Our model comparison revealed that employing the LATER model for predicting RT distributions did a better job explaining the data than using the DDM. Note, though, that to keep the computational demands at a manageable level, we used a closed-form approximation of the RT distribution predicted by the DDM [48]. This approximation does not capture all features implemented in most computational realizations of the DDM; perhaps critically, it does not allow for trial-to-trial variability of the non-decision time. Applied to the present data, a DDM implementation with added trial-to-trial variability of the non-decision time might have significantly improved the performance of this model (whereas it would likely have made less of a difference to the LATER model)–thus reducing the difference in AIC between the LATER model and the DDM. Adding trial-to-trial variability of the non-decision time to the future model implementations may also be important theoretically, as it may be possible to explain some of this variability by adding updating rules that operate on the non-decision time. Critically though, for all the other factors in our model comparison, the best-performing levels turned out the same, whether the DDM or the LATER model was used.

Note that, while we tested a large number of possible models, there potentially are other models that might perform even better. In particular, a model that allows several updating rules to operate at once would likely perform somewhat better than our winning model. In the present study, we limited our comparisons to parsimonious models with one updating rule based on the RDF and one based on the TDD, assuming that manipulation of the RDF or the TDD only affects one distinctive process that is reflected in either the starting point S0 or the accumulation rate r. However, it remains possible that the RDF and/or the TDD influence RTs through more than one mechanism in parallel–in which case our model comparison would have identified only that mechanism which accounts for the largest portion of the inter-trial effects. In future work, it will be interesting to determine whether a model which permits the RDF and/or the TDD to operate through more than one mechanism can explain the data significantly better.

In our model, we treated target-absent trials similar to target-present trials, given that pop-out targets are detected efficiently (based on spatially parallel search), that is: with pop-out targets, a target-presence versus -absence decision can be made by setting a single threshold on the search-guiding overall-saliency map [49]. Indeed, our model predicts RTs well on both target-absent and target-present trials. However, deciding that a target is absent in a non-pop-out search task may be quite different. In a non-pop-out search display, every item in the search display would in principle need to be processed to (reliably) arrive at a correct target-absent decision [50], though some process terminating the search (and triggering a target-absent decision) prior to exhaustive scanning of all display items may also be involved [16,51]. In any case, to model non-pop-out search, a more complex model may be required in which multiple stages of evidence accumulation typically occur before a response is triggered, corresponding to checking individual items to determine whether or not they are the target.

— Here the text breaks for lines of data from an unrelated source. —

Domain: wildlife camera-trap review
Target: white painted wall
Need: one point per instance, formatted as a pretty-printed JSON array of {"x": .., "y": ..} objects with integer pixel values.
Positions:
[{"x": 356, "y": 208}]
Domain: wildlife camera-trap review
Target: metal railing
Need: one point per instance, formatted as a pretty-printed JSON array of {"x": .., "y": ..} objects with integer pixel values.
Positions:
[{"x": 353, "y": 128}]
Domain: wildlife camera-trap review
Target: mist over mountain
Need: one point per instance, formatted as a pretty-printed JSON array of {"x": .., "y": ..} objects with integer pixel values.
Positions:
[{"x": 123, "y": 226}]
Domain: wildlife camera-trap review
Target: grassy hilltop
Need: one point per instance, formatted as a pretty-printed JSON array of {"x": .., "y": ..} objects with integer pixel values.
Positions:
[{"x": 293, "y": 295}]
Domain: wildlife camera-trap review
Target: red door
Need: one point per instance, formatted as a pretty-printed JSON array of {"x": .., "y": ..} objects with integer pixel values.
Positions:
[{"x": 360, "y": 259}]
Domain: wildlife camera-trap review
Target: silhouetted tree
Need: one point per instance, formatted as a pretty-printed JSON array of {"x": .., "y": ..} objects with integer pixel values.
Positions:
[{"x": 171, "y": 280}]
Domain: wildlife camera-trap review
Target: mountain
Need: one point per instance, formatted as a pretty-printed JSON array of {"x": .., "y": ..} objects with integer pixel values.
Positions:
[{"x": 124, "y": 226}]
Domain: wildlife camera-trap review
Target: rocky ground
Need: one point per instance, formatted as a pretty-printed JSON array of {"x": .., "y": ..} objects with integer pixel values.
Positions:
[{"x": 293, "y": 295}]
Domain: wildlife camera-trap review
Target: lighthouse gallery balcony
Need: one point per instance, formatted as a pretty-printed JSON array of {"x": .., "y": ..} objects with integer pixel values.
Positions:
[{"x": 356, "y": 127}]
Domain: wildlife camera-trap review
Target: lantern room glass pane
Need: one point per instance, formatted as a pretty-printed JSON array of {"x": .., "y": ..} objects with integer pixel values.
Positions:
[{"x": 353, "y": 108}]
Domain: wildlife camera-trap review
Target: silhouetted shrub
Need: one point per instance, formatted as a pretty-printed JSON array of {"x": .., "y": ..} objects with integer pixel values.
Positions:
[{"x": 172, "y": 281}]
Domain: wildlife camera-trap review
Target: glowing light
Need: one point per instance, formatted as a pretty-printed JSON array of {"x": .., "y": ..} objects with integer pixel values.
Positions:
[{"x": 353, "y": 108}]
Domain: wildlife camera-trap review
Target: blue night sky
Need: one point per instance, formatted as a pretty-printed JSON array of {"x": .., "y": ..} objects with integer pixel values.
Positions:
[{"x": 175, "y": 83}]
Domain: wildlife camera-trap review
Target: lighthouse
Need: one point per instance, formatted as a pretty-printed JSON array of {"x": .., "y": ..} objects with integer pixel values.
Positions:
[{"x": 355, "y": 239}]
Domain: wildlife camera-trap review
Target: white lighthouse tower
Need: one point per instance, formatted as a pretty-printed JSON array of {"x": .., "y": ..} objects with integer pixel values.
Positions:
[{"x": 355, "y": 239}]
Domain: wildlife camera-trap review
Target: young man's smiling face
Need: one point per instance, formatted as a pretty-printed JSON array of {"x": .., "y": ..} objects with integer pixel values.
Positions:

While we examined a number of different updating rules in our model comparison, we are not suggesting that these covered all possibilities; that is, we cannot rule out that there may be updating rules that would perform even better. While our winning model was based on the Dynamic Belief Model [29], a very similar model has been proposed by Anderson and Carpenter [30], which also involves a combination of Bayesian updating and forgetting of old trials, and this could have served as an equally good starting point for our model. Another, similar model was proposed by Mozer et al. [52]. Unlike the present model, this does not involve a hyperprior on the stimulus category probability with Bayes’ rule; rather, it updates the probability more directly, using a weighted-averaging rule, with the weight assigned to older trials decaying exponentially. This rule is close to the forgetting rule of the Dynamic Belief Model. Mozer et al. [52] showed that their model can qualitatively reproduce the pattern of results from a number of ‘priming of pop-out’ and visual search experiments [3,4,52,53]. Different to our model, the model of Mozer et al. learns conditional probabilities, which they argued was essential for explaining interactions between the inter-trial effects for different features of the stimuli in some of the experiments they modeled. While learning of conditional probabilities was not necessary to explain the results from the three experiments reported here, any more complete model of inter-trial effects in visual search may well need to incorporate conditional probabilities to provide a truly general account. Another noteworthy difference to our model is that the model of Mozer et al. only included the learning of probabilities without specifying how these learned probabilities influence the perceptual decision process. Consequently, they could not make quantitative predictions about RTs and their distributions. In contrast, our model makes quantitative predictions because it combines a Bayesian updating rule with a model of the perceptual decision process (either DDM or LATER).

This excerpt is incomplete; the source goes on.